Случалось, в судьбе сценария роковую роль играли не привходящие обстоятельства — черные списки, подсиживания, непрофессиональные соавторы и продюсеры, а сам сценарист. Продюсер Уолтер Уонгер нанял Фицджеральда и Бадда Шульберга написать сценарий «Дартмутский фестиваль» по рассказу последнего и с этой целью отправил соавторов в Дартмут, где разворачивается действие мелодрамы Шульберга. Героиня, юная Джилл, бежит с ребенком от жестокосердного мужа и отстает от поезда в Дартмуте, где разыгрывается снежная буря, — довольно плоская метафора растрепанных чувств героини. Герои сценария и его авторы действуют синхронно: Джилл убегает от мужа, а Фицджеральд — от Шульберга: в номере Скотт напивается и оставляет соавтору духоподъемную записку: «Я запил, дружище, и теперь ты меня никогда не найдешь!» Результаты дартмутской вылазки неутешительны. Во-первых, продюсер отказывается от услуг горе-сценаристов, пивших с утра до вечера, толковавших о книгах и ничего не написавших, а заодно — и от всего проекта. И во-вторых, Скотту пришлось, прежде чем он бесславно вернулся в Голливуд, две недели пролежать в больнице, а по возвращении в строй всем говорить, что лечился не от запоя, а от внезапно открывшегося туберкулеза…

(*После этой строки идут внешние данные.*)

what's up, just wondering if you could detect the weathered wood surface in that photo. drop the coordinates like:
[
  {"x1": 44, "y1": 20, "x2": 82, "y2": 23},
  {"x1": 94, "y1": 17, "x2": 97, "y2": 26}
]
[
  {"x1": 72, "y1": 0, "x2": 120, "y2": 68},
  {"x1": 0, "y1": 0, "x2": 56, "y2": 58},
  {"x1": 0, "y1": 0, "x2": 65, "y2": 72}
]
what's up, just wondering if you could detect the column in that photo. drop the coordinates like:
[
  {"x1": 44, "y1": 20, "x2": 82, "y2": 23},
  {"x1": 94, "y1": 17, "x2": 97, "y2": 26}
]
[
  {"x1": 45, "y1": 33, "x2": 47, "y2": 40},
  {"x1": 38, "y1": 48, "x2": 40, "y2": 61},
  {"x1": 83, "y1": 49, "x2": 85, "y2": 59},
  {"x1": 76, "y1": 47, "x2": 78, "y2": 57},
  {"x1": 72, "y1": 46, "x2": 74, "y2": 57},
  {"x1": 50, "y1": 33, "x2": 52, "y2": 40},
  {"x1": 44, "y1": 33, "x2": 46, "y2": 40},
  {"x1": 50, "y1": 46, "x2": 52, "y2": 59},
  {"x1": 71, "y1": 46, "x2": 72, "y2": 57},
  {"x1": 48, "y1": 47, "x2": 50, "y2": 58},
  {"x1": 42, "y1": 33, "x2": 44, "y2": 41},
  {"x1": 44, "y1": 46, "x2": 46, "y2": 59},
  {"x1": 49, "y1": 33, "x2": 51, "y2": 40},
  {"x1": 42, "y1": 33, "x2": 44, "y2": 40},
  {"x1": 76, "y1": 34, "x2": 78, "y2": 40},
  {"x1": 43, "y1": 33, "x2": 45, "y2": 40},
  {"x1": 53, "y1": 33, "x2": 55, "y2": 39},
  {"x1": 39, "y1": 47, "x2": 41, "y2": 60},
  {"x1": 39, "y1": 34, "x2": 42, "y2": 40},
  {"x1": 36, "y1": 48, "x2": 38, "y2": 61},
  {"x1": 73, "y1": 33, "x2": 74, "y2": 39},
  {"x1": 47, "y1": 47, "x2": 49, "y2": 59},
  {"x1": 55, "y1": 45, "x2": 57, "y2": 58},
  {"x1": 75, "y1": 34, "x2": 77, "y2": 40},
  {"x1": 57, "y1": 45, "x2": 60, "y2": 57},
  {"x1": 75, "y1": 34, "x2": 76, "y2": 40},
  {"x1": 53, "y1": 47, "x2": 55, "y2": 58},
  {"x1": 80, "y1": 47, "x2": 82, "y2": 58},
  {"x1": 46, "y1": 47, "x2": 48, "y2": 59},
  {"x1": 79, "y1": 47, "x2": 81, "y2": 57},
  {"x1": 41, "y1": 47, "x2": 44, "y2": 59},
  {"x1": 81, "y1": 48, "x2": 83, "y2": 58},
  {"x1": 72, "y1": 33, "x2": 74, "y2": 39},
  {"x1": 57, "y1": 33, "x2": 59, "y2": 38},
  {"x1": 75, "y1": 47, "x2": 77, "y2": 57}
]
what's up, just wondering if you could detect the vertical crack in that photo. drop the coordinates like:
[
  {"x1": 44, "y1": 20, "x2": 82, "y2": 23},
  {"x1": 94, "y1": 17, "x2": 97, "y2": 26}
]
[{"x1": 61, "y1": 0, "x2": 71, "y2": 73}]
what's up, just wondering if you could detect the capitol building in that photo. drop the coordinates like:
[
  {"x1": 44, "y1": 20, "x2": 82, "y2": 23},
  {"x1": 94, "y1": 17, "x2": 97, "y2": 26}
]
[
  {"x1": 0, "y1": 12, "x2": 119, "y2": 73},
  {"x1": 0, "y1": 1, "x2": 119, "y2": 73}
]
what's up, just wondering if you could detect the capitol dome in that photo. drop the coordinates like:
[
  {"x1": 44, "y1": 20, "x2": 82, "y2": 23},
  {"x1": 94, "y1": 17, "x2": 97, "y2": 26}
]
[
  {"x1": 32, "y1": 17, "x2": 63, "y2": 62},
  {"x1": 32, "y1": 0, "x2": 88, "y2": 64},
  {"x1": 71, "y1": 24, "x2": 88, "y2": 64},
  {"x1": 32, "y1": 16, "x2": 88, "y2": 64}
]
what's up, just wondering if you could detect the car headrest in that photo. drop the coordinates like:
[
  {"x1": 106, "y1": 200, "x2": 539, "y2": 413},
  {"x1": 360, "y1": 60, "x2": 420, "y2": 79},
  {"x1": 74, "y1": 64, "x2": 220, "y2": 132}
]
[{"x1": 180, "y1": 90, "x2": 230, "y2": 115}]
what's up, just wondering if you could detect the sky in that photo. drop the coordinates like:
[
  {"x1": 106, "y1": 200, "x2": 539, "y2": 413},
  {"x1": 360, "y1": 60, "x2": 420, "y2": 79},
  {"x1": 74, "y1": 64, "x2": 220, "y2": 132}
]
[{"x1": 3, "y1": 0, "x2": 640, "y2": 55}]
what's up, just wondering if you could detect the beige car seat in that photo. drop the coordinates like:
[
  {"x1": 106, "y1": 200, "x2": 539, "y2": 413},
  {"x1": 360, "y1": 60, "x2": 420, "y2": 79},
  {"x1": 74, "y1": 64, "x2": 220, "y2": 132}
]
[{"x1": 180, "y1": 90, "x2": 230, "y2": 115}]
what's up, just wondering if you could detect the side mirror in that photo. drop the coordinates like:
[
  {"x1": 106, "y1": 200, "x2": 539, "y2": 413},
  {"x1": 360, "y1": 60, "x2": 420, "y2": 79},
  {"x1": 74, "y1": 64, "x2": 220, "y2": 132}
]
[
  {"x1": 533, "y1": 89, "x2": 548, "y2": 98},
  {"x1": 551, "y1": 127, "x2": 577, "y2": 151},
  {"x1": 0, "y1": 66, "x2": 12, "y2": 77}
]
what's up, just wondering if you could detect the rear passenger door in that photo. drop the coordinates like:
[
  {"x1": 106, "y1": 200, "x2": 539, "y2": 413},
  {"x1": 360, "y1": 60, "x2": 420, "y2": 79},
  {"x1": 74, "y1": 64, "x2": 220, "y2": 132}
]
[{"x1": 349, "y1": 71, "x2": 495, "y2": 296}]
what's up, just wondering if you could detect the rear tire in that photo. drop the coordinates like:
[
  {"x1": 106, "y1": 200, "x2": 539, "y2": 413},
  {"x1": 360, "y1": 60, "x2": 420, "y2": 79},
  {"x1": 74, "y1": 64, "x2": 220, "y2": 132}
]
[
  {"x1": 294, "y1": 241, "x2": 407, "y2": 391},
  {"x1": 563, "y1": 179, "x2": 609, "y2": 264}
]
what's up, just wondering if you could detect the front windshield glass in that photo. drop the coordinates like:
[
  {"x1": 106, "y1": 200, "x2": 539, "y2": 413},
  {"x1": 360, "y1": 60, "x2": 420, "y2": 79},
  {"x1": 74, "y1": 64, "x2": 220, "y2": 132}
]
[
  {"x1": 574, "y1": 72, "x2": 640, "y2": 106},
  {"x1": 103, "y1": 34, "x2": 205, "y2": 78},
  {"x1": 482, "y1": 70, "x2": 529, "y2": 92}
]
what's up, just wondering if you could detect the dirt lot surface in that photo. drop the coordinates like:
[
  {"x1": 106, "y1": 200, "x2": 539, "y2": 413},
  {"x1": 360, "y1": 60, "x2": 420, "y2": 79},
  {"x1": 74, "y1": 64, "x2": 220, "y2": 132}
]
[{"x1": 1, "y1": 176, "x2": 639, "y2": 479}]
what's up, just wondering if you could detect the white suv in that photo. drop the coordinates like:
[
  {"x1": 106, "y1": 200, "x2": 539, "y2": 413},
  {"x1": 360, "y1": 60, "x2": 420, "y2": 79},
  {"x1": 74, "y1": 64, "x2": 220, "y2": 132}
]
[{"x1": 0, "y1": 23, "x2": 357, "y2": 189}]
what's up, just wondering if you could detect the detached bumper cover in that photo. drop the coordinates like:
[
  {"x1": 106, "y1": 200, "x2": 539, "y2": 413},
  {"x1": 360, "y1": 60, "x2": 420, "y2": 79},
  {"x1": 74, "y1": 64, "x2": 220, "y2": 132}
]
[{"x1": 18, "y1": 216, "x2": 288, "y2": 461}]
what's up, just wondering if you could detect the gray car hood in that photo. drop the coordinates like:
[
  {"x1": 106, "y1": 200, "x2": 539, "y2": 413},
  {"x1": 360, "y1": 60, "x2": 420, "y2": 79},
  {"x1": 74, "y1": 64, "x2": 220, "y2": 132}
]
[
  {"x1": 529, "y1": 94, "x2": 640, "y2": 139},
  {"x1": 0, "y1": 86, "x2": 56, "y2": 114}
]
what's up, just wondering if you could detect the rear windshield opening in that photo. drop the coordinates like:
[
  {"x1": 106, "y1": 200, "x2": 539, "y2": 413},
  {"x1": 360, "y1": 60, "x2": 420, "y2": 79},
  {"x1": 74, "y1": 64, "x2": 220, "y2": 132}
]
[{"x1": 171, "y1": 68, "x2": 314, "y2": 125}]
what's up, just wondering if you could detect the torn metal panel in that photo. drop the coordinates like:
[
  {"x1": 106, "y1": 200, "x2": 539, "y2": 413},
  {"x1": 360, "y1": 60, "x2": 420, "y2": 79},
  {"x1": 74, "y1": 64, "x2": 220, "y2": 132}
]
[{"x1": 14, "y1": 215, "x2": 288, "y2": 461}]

Ссоры с продюсерами и соавторами происходят у Фицджеральда регулярно. В январе 1938 года он завершает сценарий по «Трем товарищам» Ремарка и остается своей работой доволен. Доволен Скотт; доволен и авторитетный кинокритик «Нью-Йорк таймс» Фрэнк Наджент, включивший «Три товарища» в десятку лучших фильмов 1938 года. Фильмов — не сценариев. «Это исключительно удачная картина, — писал Наджент. — Вне всяких сомнений, она войдет в десять лучших фильмов 1938 года. Такой фильм пропустить никак нельзя». А вот на студии сценарием остались недовольны. Недоволен соавтор Скотта Тед Парамор, решивший, ознакомившись с киноверсией романа Ремарка, что ее еще предстоит «довести до ума». Недоволен и продюсер Джозеф Манкевич, который садится сценарий переписывать. Переписывает и, по мнению Фицджеральда, только портит; Скотт читает окончательную версию и свой сценарий не узнает. Парамору и Манкевичу он пишет, по существу, одно и то же. Парамору: «Я не написал бы четыре романа, из которых четыре же стали бестселлерами, и полторы сотни самых высокооплачиваемых рассказов, если бы обладал воображением и вкусом капризного ребенка, неспособного отличить хорошее от плохого». Манкевичу: «Сказать, что я разочарован, значит ничего не сказать. Мне страшно тяжело сознавать, что плоды многомесячных трудов и раздумий могут быть безрассудно уничтожены за одну неделю… В течение девятнадцати лет я писал книги, становившиеся бестселлерами, и считалось, что диалоги мне удавались как никому. Вы же решили, что диалог плох, и Вам ничего не стоит переписать его за каких-нибудь несколько часов. Что ж, продюсеры всегда правы. А ведь я хороший писатель, честное слово. По правде говоря, я думал, что Вы будете играть в честную игру».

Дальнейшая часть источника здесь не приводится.